Algumas das maneiras pelas quais as empresas podem demonstrar independentemente um compromisso com o capitalismo das partes interessadas:

  • Pagando salários justos
  • Reduzindo a relação salarial CEO-trabalhador
  • Garantindo a segurança no local de trabalho
  • Lobby por taxas de impostos mais altas e evitando brechas fiscais
  • Oferecendo bom atendimento ao cliente
  • Envolvimento em práticas de marketing honestas
  • Investir nas comunidades locais
  • Prevenção de danos ambientais


Não existe um conjunto definido de expectativas das empresas que assumem tal compromisso.
No entanto, a JUST Capital, uma organização independente de pesquisa sem fins lucrativos, entrevistou 4.000 americanos sobre quais questões eles acreditam que as empresas americanas deveriam priorizar mais. As principais prioridades das empresas, de acordo com os entrevistados, devem ser pagar um salário justo, agir com ética no nível de liderança, pagar um salário digno, proporcionar benefícios e conciliar vida profissional e pessoal, oferecer oportunidades iguais e produzir produtos benéficos.
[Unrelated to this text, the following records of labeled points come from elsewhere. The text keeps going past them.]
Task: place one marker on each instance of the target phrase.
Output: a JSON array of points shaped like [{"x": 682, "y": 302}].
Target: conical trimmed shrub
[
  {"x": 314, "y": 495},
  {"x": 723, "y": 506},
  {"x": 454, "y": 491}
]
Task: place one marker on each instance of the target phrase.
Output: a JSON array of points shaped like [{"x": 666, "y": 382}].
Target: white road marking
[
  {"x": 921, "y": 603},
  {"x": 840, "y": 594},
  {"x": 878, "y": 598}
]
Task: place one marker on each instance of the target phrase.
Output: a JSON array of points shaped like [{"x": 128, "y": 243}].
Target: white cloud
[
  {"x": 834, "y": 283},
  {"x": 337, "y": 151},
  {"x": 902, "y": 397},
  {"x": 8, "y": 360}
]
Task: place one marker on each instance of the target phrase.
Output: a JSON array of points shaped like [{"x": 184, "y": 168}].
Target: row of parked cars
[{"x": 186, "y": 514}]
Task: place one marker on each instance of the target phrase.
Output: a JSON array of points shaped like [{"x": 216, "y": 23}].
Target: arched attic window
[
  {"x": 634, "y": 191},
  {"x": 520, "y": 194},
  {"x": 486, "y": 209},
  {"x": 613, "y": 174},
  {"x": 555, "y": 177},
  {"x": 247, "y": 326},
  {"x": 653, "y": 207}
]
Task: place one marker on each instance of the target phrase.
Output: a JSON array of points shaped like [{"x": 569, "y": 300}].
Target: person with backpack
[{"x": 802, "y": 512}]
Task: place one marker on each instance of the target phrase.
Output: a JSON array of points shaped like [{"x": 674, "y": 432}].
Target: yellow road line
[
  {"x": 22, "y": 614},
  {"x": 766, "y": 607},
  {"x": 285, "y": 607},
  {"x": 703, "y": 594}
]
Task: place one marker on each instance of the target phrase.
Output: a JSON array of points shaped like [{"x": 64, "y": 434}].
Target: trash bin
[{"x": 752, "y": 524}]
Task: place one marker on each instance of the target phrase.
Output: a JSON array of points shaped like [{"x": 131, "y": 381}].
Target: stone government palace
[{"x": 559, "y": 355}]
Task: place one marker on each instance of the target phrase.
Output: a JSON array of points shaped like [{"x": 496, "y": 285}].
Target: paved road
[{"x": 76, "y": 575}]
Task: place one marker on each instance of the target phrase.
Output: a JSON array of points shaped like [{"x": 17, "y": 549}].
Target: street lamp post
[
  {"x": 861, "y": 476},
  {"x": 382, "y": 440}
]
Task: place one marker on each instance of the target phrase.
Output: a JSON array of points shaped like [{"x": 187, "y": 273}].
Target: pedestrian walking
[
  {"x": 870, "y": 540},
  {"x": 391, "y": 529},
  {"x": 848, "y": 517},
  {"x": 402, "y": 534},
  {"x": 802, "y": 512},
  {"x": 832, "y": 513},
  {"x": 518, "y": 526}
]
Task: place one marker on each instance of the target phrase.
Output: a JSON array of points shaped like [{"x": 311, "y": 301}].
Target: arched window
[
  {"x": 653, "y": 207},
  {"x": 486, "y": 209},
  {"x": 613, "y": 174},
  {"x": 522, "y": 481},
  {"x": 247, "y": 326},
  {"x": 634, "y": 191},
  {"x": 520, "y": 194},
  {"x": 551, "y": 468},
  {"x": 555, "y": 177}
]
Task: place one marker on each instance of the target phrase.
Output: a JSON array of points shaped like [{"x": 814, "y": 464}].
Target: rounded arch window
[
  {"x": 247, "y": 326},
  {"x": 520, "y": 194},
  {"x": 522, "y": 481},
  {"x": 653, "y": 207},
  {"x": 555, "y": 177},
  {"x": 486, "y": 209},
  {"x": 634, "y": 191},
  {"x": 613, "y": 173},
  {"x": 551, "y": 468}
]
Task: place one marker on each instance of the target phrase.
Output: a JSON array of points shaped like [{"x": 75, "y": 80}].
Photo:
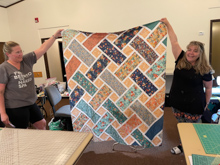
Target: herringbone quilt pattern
[{"x": 116, "y": 83}]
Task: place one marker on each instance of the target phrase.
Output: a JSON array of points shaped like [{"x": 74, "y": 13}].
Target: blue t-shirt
[{"x": 20, "y": 88}]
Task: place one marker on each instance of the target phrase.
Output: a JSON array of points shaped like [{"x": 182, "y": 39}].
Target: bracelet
[{"x": 54, "y": 37}]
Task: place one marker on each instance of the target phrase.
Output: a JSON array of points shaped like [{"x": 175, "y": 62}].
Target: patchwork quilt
[{"x": 116, "y": 83}]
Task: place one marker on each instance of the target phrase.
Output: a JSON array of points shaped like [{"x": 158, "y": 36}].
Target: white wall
[
  {"x": 4, "y": 26},
  {"x": 187, "y": 17}
]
“O capitalismo das partes interessadas é uma promessa de fazer negócios a serviço de todas as partes interessadas, ao invés de apenas lucros e retornos. Os acionistas são importantes, mas é vital que as empresas também considerem os trabalhadores, as comunidades, o meio ambiente e mais ao definir o sucesso – especialmente porque fazer isso demonstrou benefícios não apenas para a sociedade, mas também para os resultados financeiros. Essa abordagem não é nem status quo nem abandono do capitalismo. É simplesmente recalibrar o sistema para ter uma visão mais profunda dos negócios e garantir uma economia que funcione para todos. ”
Paul Tudor Jones, fundador da Tudor Investment Corporation e da The Robin Hood Foundation, cofundador e presidente da JUST Capital


De acordo com um estudo da Universidade de Stanford baseado em uma pesquisa com mais de 200 CEOs e CFOs de empresas no Índice S&P 1500, a maioria dos executivos acredita que já está fazendo um trabalho satisfatório ao incorporar as preocupações das partes interessadas em seu planejamento corporativo e não está recebendo o reconhecimento suficiente.
Apenas 50% acreditam que seus stakeholders entendem o que a empresa faz para atender às suas necessidades. Esse número é de 33% e 10% quando a pergunta é sobre investidores institucionais e mídia, respectivamente.

Crítica


Os críticos do capitalismo das partes interessadas tendem a acreditar que os líderes corporativos são egoístas e se enriqueceriam se pudessem controlar o propósito e o papel das empresas.
A ênfase nos acionistas, acredita-se, mantém os executivos adequadamente restritos e focados no aumento dos lucros. Isso é dito para garantir que as empresas não fiquem estagnadas ou não competitivas. Os críticos também argumentam que o capitalismo dos acionistas é a razão pela qual as empresas públicas nos Estados Unidos têm um valor imenso em comparação com as empresas públicas em outras regiões como a Europa, onde a teoria dos stakeholders é mais popular.